Street furniture – Running along roads at night has it’s own unique problems. Street furniture – posts, signs, bus shelters, advertising boards and the oh-so infamous bollards. Running into them at speed is not likely to be a huge amount of fun. But it’s one thing to trip over them when you’re running on your own. That’s likely to be your own fault. The trouble is when you’re in a group, and you’re not at the front, you don’t get to see what’s coming up. So it became *rapidly* obvious to me that when folk were waving their hands over something, or shouting something back (‘Trolley!’ being my favourite so far), there’s an obstacle up ahead. Bollards in particular pop up a lot, so the initially strange process of every runner signing with their hands the location of a bollard soon became second nature, to the extent I’ve found myself doing it on my own runs…

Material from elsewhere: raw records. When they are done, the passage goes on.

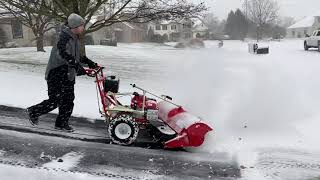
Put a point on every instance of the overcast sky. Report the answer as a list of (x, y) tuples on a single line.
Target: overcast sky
[(294, 8)]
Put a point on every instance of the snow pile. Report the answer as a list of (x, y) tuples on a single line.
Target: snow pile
[(22, 173)]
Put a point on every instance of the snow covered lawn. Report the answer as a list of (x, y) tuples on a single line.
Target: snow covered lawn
[(254, 102)]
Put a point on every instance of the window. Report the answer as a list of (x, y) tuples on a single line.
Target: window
[(164, 27), (187, 35), (185, 26), (17, 31)]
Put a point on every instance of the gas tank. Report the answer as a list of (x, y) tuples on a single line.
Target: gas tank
[(137, 102)]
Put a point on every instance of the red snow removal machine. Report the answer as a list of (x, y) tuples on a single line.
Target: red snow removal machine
[(166, 121)]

Car and van man – I generally avoid running on the busy roads. Given the running club has little choice to use some of the roads to get to certain places, it came as something of a surprise to me to find that cars and vans would frequently beep their horns at the running group. I’d thought it was just ‘one of those things’ – busy junctions mainly – but it soon became clear it was a bit more focused at *us* than that. Maybe just a fellow runner tooting their support? That just seemed silly. Of course it was something even more focused: the girls in the group, of which my running group has a large number. I’m a mid-30’s bloke with few redeeming features, who generally runs in the morning, or on my own around a quiet local park, so not really going to be on the receiving end of such things.

Kids – Ahhh the delightful future of our species. So innocent. Yes, the kids seem to like shouting silly comments at us as we run by. Perhaps because they’ve (not so quickly) worked out that we’re – by definition – running away, and therefore not likely to do much. Last night kids started to kick a football at us. In the dark. Not fun, but nobody seemed inclined to do much and just let them get bored with their antics. I started to console myself thinking they’d probably die young from too many chips and a sedentary lifestyle… But then they were outside. With a football. Damn.

Pedestrians – I’ll confess I’ve occasionally fumed at running groups as they steam past. There’s a feeling of being overrun and hassled when more than a few people barrel past you. I always try to make a point of thanking people when I realise they may be inconvenienced by what’s going on, unless they’re managing to take up an entire pavement and show no awareness of polite coughs or requests.

Scanning the comments so far you might get the impression that it’s dangerous and unenjoyable. Quite to the contrary, I enjoy it immensely. Here then are the *positives* I’ve gleaned so far:

Feeling of speed – When you’re running in a large group, it feels (to me) a lot faster. Perhaps it’s that it’s more street based than I’m used to, so it feels faster as you run past landmarks. Of course, roundabouts and traffic lights put a swift stop to these feelings, but a nice straight road with nobody else around is great fun to run along.

Company and Conversation – Not to be understated, simply having company and somebody to talk to as you run along is perhaps the main motivation to my joining a running club. I could see there would be days when I’d take a look at the weather and think better of going out for a run. I’m sure there still will be, but on balance it’ll be more appealing knowing I won’t be running on my own.

New Routes – It’s fair to say running in large cities on your own can severely limit the routes you can, or want, to take. Running with a group opens up possibilities that wouldn’t otherwise be open to a single runner.

Games – I hadn’t really taken in that running could actually involve ‘games’ of sorts. So far this has amounted to the ‘indian trail’ idea with the rear most runner sprinting to the front of the group, and repeating. It makes a long run through an otherwise dull section of road a lot more fun.